On a minor point, the authors should address the labeling of figures. For example, figure 2I is nowhere present in the manuscript.  

Author Response

Response:  The authors would like to thank the reviewer for finding our pilot study interesting and potentially important.  We are highly grateful to the reviewer for also recognizing that extensive additional experiments are beyond the scope of this pilot ´proof-of-concept´ study highlighting the therapeutic potential of a senolytic approach in a murine model of cGVHD. 
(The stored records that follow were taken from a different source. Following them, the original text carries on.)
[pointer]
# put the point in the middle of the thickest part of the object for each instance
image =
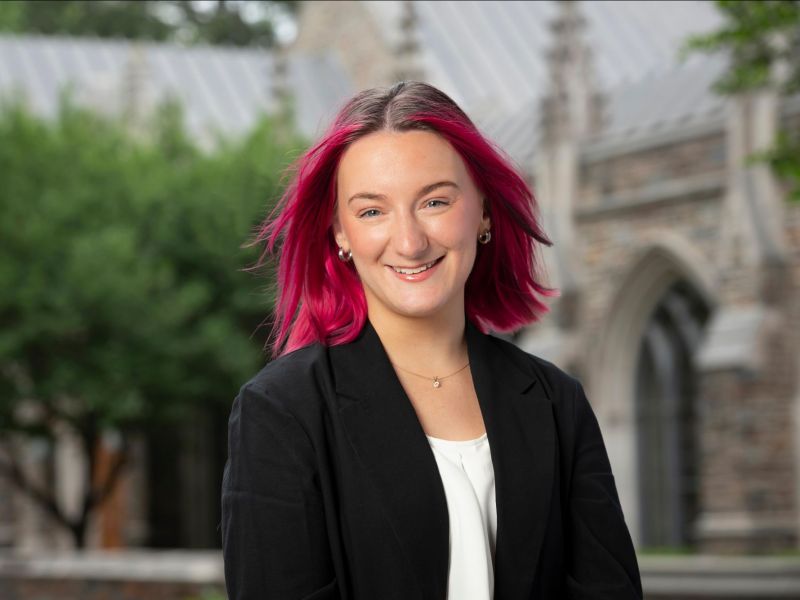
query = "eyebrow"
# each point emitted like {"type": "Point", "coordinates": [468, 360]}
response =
{"type": "Point", "coordinates": [424, 190]}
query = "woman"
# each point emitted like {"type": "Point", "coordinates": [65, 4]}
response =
{"type": "Point", "coordinates": [394, 450]}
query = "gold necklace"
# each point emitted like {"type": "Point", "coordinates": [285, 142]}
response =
{"type": "Point", "coordinates": [437, 381]}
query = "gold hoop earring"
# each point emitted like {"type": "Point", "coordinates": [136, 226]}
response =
{"type": "Point", "coordinates": [345, 256]}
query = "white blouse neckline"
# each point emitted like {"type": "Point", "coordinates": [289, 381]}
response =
{"type": "Point", "coordinates": [443, 442]}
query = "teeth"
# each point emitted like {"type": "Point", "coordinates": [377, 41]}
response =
{"type": "Point", "coordinates": [414, 271]}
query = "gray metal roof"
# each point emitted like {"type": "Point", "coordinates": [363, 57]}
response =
{"type": "Point", "coordinates": [222, 89]}
{"type": "Point", "coordinates": [491, 56]}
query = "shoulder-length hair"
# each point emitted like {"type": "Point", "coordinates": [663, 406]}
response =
{"type": "Point", "coordinates": [320, 298]}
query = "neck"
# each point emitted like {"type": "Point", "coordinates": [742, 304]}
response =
{"type": "Point", "coordinates": [426, 345]}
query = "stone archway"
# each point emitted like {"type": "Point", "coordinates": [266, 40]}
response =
{"type": "Point", "coordinates": [668, 261]}
{"type": "Point", "coordinates": [666, 421]}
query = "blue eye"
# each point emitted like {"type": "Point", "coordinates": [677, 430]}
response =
{"type": "Point", "coordinates": [435, 202]}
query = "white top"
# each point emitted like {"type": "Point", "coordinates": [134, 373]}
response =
{"type": "Point", "coordinates": [468, 476]}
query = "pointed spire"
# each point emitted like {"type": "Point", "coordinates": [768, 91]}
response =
{"type": "Point", "coordinates": [407, 51]}
{"type": "Point", "coordinates": [572, 108]}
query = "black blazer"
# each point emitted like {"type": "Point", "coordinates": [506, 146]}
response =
{"type": "Point", "coordinates": [331, 490]}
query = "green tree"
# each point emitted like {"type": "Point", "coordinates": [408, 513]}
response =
{"type": "Point", "coordinates": [761, 38]}
{"type": "Point", "coordinates": [123, 300]}
{"type": "Point", "coordinates": [229, 22]}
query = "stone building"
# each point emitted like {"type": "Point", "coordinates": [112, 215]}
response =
{"type": "Point", "coordinates": [678, 260]}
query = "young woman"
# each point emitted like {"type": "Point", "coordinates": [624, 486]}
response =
{"type": "Point", "coordinates": [394, 449]}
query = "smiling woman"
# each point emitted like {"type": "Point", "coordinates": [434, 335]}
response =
{"type": "Point", "coordinates": [394, 449]}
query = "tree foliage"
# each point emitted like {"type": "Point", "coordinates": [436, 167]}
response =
{"type": "Point", "coordinates": [123, 300]}
{"type": "Point", "coordinates": [229, 22]}
{"type": "Point", "coordinates": [762, 40]}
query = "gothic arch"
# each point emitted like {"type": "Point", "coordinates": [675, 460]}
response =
{"type": "Point", "coordinates": [667, 259]}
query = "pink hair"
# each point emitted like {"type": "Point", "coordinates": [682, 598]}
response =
{"type": "Point", "coordinates": [320, 298]}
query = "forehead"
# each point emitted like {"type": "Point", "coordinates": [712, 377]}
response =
{"type": "Point", "coordinates": [385, 160]}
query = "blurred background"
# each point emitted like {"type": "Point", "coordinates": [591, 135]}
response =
{"type": "Point", "coordinates": [142, 142]}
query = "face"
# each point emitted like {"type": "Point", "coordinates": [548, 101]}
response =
{"type": "Point", "coordinates": [410, 214]}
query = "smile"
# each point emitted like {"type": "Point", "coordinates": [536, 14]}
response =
{"type": "Point", "coordinates": [416, 270]}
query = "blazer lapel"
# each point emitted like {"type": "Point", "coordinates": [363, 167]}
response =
{"type": "Point", "coordinates": [521, 431]}
{"type": "Point", "coordinates": [390, 443]}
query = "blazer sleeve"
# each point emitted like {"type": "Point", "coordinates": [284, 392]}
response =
{"type": "Point", "coordinates": [601, 561]}
{"type": "Point", "coordinates": [274, 538]}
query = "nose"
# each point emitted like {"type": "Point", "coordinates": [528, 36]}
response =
{"type": "Point", "coordinates": [409, 237]}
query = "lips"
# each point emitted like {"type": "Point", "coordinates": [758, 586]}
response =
{"type": "Point", "coordinates": [416, 270]}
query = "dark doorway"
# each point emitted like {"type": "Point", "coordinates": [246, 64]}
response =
{"type": "Point", "coordinates": [666, 387]}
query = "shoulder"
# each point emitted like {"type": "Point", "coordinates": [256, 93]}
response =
{"type": "Point", "coordinates": [558, 385]}
{"type": "Point", "coordinates": [293, 382]}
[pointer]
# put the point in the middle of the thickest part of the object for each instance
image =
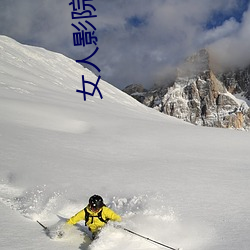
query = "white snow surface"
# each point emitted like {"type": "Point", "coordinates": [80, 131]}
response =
{"type": "Point", "coordinates": [182, 185]}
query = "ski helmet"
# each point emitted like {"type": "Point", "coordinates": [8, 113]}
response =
{"type": "Point", "coordinates": [95, 202]}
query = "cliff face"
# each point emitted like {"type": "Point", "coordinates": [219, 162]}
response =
{"type": "Point", "coordinates": [201, 97]}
As for the lack of response in some of the experiments involving the target organs, we have added the following paragraph in the Discussion section:

“The absence of a significant response in tissues such as the lung and colon suggest the possibility that these organs did not have a substantial pool of senescent cells following total body irradiation and allogeneic transplantation, as observed with the nonsignificant change in IL-6 mRNA in the colon and IL-6 and IL-8 mRNAs in the lung tissue (Figure 5 A & B).” 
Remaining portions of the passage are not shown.